If you are a fan of ancient Roman ruins, Pompeii is a site like no other. Preserved so well after the violent volcanic eruption from nearby Mount Vesuvius covered the entire city in more than 50 feet of ash, the city escaped the usual ravages that 1,500 years would deliver.
The roadways are still neatly paved with fitted flagstones and there are rows and rows of intact buildings on either sides of the streets. Taller buildings have their roofs caved in but other than that, many are still standing.
As usual, I had a greater interest in the temples rather than the individual homes though it was an unusual sight to see so many “regular” houses at a place like this. Most ruins are made up of palaces, castles, temples and other such buildings. It really made it feel like a true Roman town.
Anyway, it was the temples that drew my attention. They were in pretty poor shape but most had their stairs, foundations and some columns standing to mark their place. As I learned during our tour, the grand temples of Jupiter and Apollo fared so poorly because they had actually collapsed in an earthquake several years before the eruption.
Even though I focused on the temples, some of the houses were impressive. The House of the Faun is one of the best ones known in Pompeii, named for the statue found in the front yard water basin. Inside this, and many other buildings, are extraordinary mosaics used to decorate both the interior and exterior. This particular house covered an entire city block and illustrated the wealth that some of the Pompeii residents enjoyed.
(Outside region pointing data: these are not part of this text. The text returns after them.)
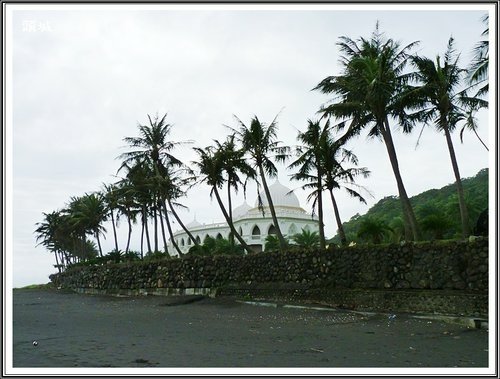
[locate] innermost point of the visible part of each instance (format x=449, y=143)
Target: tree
x=478, y=70
x=437, y=100
x=259, y=142
x=46, y=235
x=338, y=176
x=233, y=164
x=210, y=167
x=367, y=95
x=88, y=213
x=111, y=198
x=153, y=148
x=310, y=164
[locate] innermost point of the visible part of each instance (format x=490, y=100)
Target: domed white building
x=252, y=224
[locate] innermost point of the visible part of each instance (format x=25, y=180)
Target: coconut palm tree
x=478, y=70
x=260, y=144
x=211, y=171
x=366, y=95
x=233, y=165
x=111, y=198
x=88, y=213
x=311, y=166
x=437, y=100
x=46, y=235
x=338, y=176
x=152, y=146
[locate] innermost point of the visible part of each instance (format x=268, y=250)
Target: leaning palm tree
x=233, y=165
x=88, y=213
x=153, y=146
x=46, y=235
x=366, y=93
x=478, y=70
x=259, y=142
x=311, y=166
x=438, y=101
x=338, y=176
x=111, y=198
x=210, y=166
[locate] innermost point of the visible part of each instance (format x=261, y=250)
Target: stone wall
x=393, y=273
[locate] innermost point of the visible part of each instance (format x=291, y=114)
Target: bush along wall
x=349, y=277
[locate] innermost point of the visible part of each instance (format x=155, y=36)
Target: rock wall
x=417, y=269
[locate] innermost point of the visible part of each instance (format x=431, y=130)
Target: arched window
x=272, y=230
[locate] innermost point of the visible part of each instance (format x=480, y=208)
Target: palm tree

The large amphitheatre was a grand sight and looked like it could have been used just yesterday. The high banks of seats fanned out in a semi-circle around the center stage, and I could easily visualize the place filled with excited Pompeii citizens waiting for some sort of performance.
The plaster casts made from the actual victims who died at Pompeii were both fascinating and tragic at the same time. Those who died were covered in hot ash at the time, which eventually turned solid around their remains.
As they were excavated, these natural molds were used to create plaster casts of the victims. Many of these have been left in place, so you can see exactly where people died and in what poses. I find it gives a sense of gravity and respect to the town but it’s also more than a little creepy.
Not all parts of Pompeii are open to visitors at all times, and the open areas can vary from time to time. Even with some sporadic closures, you can easily spend a full day seeing the city. If you like to see every single ruin (like us) in detail then you should schedule two full days so you don’t have to rush.
The city of Pompeii is absolutely remarkable and without a doubt the most complete site of Roman-era architecture in the world. Though the ruins and buildings themselves are extensive, you may want to visit the Naples National Archaeological Museum to see the huge collection of personal items found during the city excavation.
There are Roman ruins found in dozens of countries, ranging from the UK down as far south as Egypt. Have you visited any of them during your travels? If you could see any particular site of ruins, which one would you see?